Monday, March 19, 2012
Because of the beautiful early spring here in Maryland, I spent the better part of my weekend beginning to get the yard into beautiful shape. If you know me, you know that I have a brown thumb...make it a withered dried brown thumb that is crumbling from lack of water or sunlight or care. But I tried all the same because it is a crime how badly we have let this yard fall into a disarray of dead foliage and choking vines.
When we brought our house years ago, we had no idea what we were getting into. The people who owned the house before the people who sold it to us were a retired couple with plenty of time for planting, and planting they did. The result were these pristine flower beds of azaleas and a rhododendron bush and daffodils and a bunch of other very, very pretty flowers I don't know by name. Things grew the spring following our September buy...pretty things...fragrant things...it was like we had bought a rainbow.
But pretty things need care, and with 3 children and a job, care always seems to be the thing I cannot give. Then, the vines start up, choking off pine trees and flowers and whatever else. If I am not vigilant, I sometimes lose plants before it's time for their leaves to fall or their flowers to wilt.
So, this year, I decided, I would start early, since Mother Nature skipped winter and went straight to gorgeous weather. And so, I have been cutting and trimming and de-vining everything I can. I've already gone through an entire set of those paper yard bags and I am not anywhere near complete. I'm spring cleaning the yard.

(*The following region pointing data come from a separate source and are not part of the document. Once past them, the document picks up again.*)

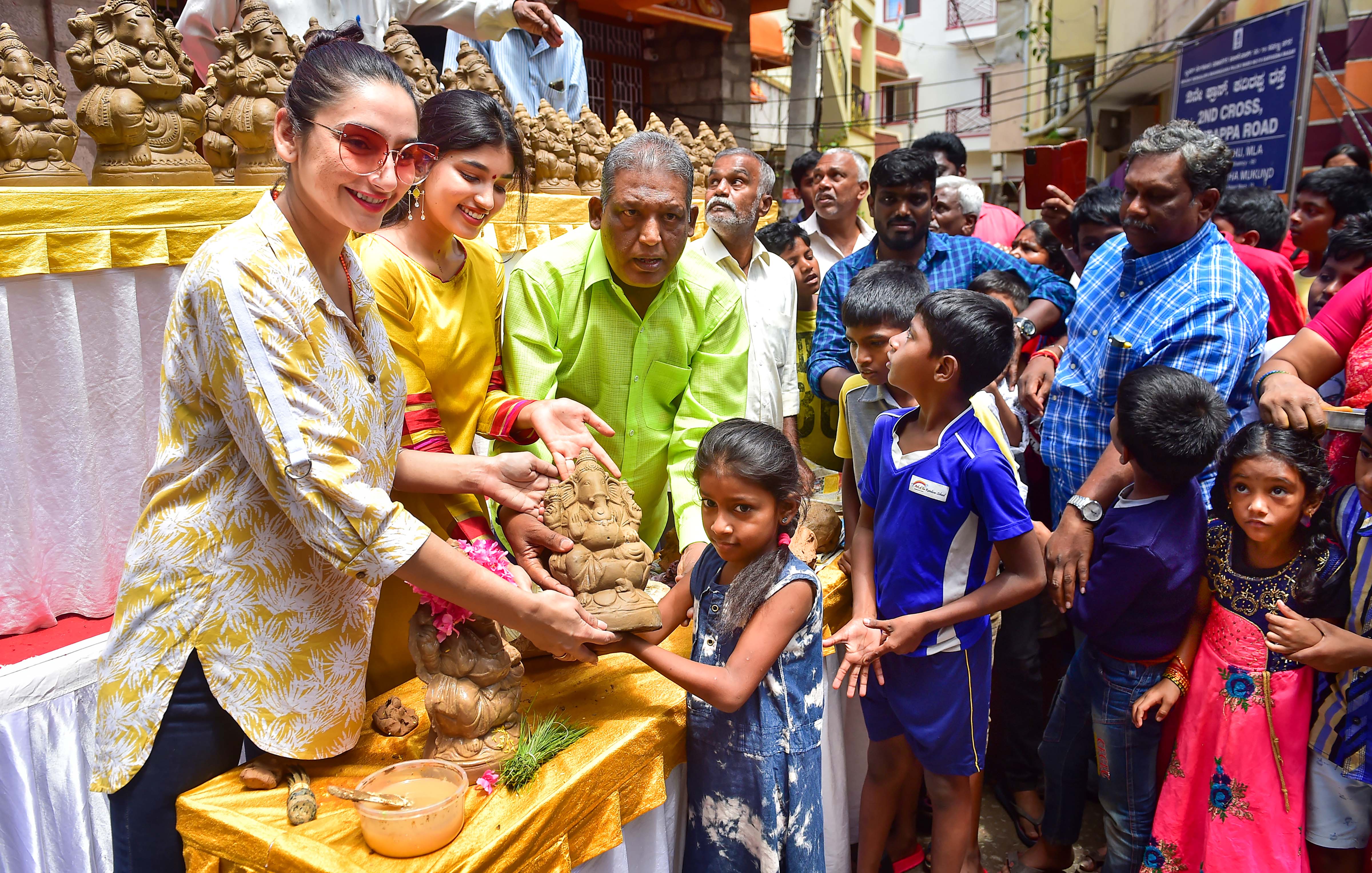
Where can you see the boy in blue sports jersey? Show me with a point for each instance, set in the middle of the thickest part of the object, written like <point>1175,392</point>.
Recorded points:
<point>936,493</point>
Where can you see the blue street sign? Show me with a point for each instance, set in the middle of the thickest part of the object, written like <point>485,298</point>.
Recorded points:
<point>1241,83</point>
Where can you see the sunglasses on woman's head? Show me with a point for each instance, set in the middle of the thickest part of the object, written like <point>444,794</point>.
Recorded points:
<point>364,152</point>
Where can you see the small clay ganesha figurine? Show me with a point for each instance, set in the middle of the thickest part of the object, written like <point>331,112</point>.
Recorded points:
<point>607,567</point>
<point>36,136</point>
<point>474,690</point>
<point>139,105</point>
<point>405,51</point>
<point>252,77</point>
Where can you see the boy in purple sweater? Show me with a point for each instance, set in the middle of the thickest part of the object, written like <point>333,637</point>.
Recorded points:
<point>1145,572</point>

And that is very cathartic. I sometimes wish I could spring clean my life, throwing away viney problems threatening to choke the pretty stuff in my life like I've thrown away the massive poundage of vines this weekend. I let these "vines" grow too long sometimes. Sometimes, I start to tear away their grip but then I get lax and they take hold again. Like the vines that grow up each year in my flower bed (despite the small fortune I have put into weed killer), the vines in my life seems to come back when I am not watching. Yet, the pretty things are there too, sometimes a little choked, but they always come back as well, flowering like they were never touched and full of promise.